La construction d’un Sénégal émergent passe par la promotion d’un habitat humain durable


Avant d’indiquer en quoi l’habitat humain est une entrée gagnante pour la promotion d’un Sénégal conquérant et émergent, il est important de clarifier et de dégager les divers changements que les trois quarts de siècle (75 ans) d’expérience du développement ont apportés au pays dans la gestion et le développement urbain. A première vue, il est possible de noter un double changement. Le changement dans la façon de traiter les espaces urbains et un autre changement lié à un renouvellement des textes règlementaires et juridiques.

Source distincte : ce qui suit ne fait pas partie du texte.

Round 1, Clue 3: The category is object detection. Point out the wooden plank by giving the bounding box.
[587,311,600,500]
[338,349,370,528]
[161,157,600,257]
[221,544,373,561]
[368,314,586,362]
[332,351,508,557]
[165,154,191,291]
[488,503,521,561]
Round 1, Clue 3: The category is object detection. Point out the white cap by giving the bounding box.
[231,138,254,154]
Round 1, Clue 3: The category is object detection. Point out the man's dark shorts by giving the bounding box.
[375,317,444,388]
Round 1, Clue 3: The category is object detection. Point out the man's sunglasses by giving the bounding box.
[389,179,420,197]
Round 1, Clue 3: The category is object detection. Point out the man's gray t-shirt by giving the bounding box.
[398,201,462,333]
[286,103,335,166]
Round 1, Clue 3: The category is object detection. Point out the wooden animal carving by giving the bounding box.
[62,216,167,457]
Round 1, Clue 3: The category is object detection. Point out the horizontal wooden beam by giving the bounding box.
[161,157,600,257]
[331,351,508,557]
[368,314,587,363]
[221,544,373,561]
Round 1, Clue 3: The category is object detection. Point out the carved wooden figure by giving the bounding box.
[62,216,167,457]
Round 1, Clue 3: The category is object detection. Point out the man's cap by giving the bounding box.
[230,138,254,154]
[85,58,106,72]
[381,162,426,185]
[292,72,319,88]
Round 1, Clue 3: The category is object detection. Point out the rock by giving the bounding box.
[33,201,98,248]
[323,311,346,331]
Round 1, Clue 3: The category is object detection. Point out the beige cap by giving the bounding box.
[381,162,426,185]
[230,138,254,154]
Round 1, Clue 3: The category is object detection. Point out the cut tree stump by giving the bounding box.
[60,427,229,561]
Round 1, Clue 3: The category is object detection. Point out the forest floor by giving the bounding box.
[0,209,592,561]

D’abord, les textes ont, en effet, voulu s’attaquer à la complexité de la ville et ont constamment installé l’institution municipale dans un régime extrêmement mouvant.

Ainsi, on est passé, avant la Deuxième guerre mondiale, d’un double et même triple régime municipal, notamment le plein exercice pour certaines communes telles Dakar, Rufisque, Saint-Louis et Gorée, le moyen exercice pour certaines villes primaires régionales et le régime mixte pour le reste des petites communes ; ensuite, au régime de plein exercice généralisé de 1960. Ce changement portait les prémisses d’une volonté affichée des pouvoirs publics nouvellement souverains à la gestion partagée des affaires publiques locales.

Puis, réapparait, dans le régime de plein exercice, un statut spécifiquement dédié aux villes primaires capitales régionales, à savoir le statut spécial où l’administrateur de la commune est le gouverneur, ensuite un administrateur nommé par le pouvoir central. S’agissait-il d’une volonté de reprise en main de ces villes primaires dont les enjeux politiques étaient manifestement objet de convoitise ? Par la suite, le retour à la généralisation du régime de plein exercice de 1990 entraînant de nouvelles créations de communes dont la plupart ne se justifiait pas. Le deuxième changement, et c’est apparemment le plus déterminant dans les mutations profondes qu’ont connu nos villes, il s’agit du passage d’un urbanisme de composition urbaine et de plan-masse des années 50 et 60, période faste de la croissance économique. Avec cette méthode, l’urbaniste, l’architecte ou l’ingénieur étaient seuls maîtres à bord. Car ils étaient à la fois concepteurs et donneurs de solutions miracles pour la ville.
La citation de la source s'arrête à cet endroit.